Mas nem só de ambição o homem progride na sede. Sua ganância possui muitas vertentes. Na sua concepção nunca há lugar para semear coisas boas, positivas, que reflitam no próximo como gesto de fraternidade, mas somente para disseminar aquilo que lhe permita ser visto como poderoso. Mas como é frágil, fraco, que jamais se sustenta em si mesmo, então faz da arrogância, da violência e da iniquidade, uma redoma para se esconder no seu falso império. De gente assim o mundo está cheio.

A verdade é que tudo vai na contramão da sensatez. Famílias cujos parentes não se reconhecem, filhos que não obedecem aos pais, genitores que negligenciam a criação desde os primeiros anos de vida. Matrimônios imperfeitos e ficções novelescas substituindo a vida real, os modismos ensinando as imprestabilidades, e as pessoas apenas se deixando levar pelas aparências.
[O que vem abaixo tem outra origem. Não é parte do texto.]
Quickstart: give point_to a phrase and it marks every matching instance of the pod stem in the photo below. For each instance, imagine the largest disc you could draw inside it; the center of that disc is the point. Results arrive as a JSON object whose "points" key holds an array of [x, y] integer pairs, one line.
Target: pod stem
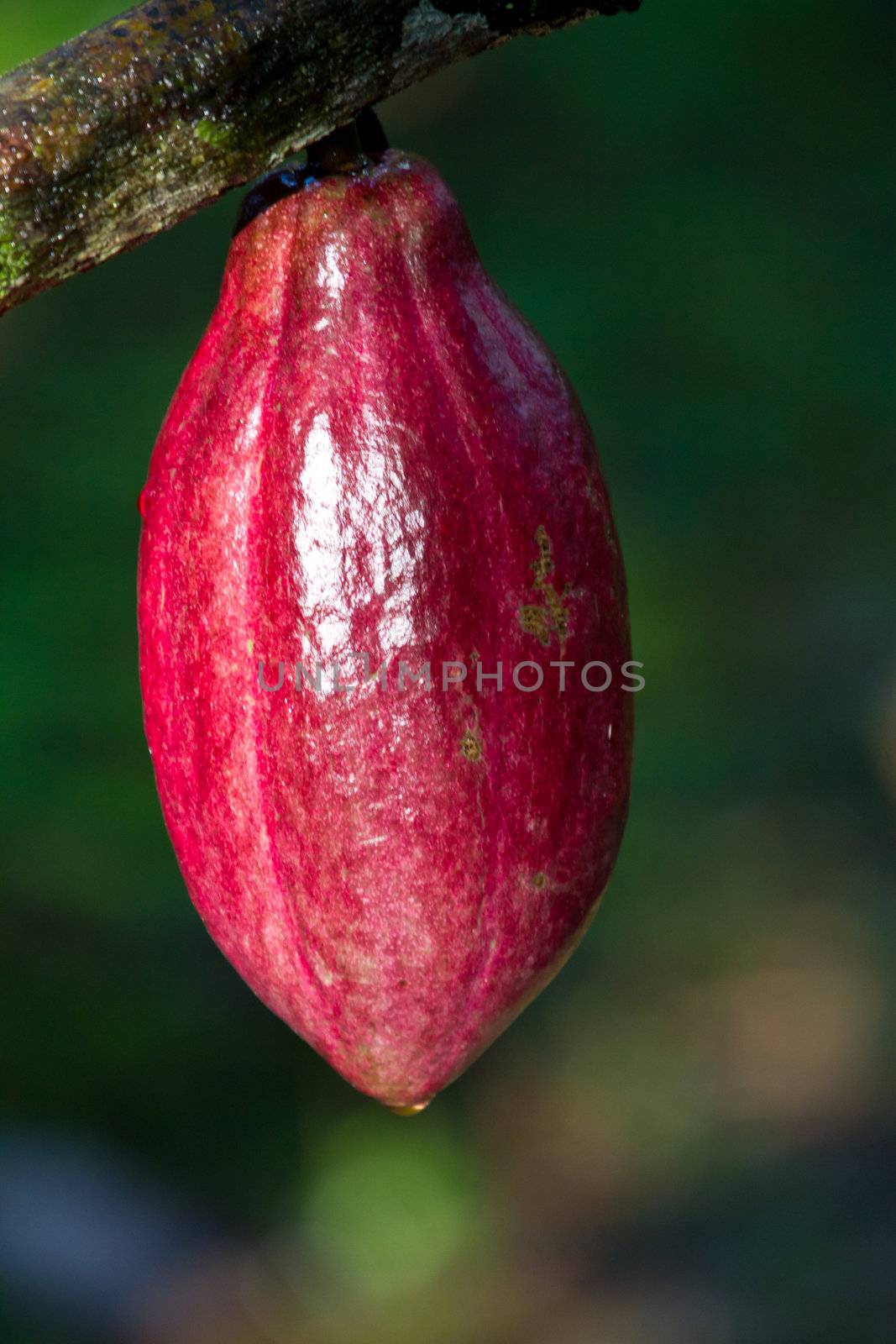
{"points": [[348, 148]]}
Enquanto isso a fé se transforma em espada sangrenta e a religião em ceifa de vida. O novo é apenas o aprimoramento do ódio, do delírio coletivo, da intolerância, do medo.

Sim, o homem é o espelho de Deus. E assim o criador o concebeu. Mas o que fazer quando aquele que foi dada tamanha dádiva prefere o lado obscuro da vida? Mas nunca será demasiado tarde para se espelhar. E compreender que ainda há uma face de luz que continua iluminando.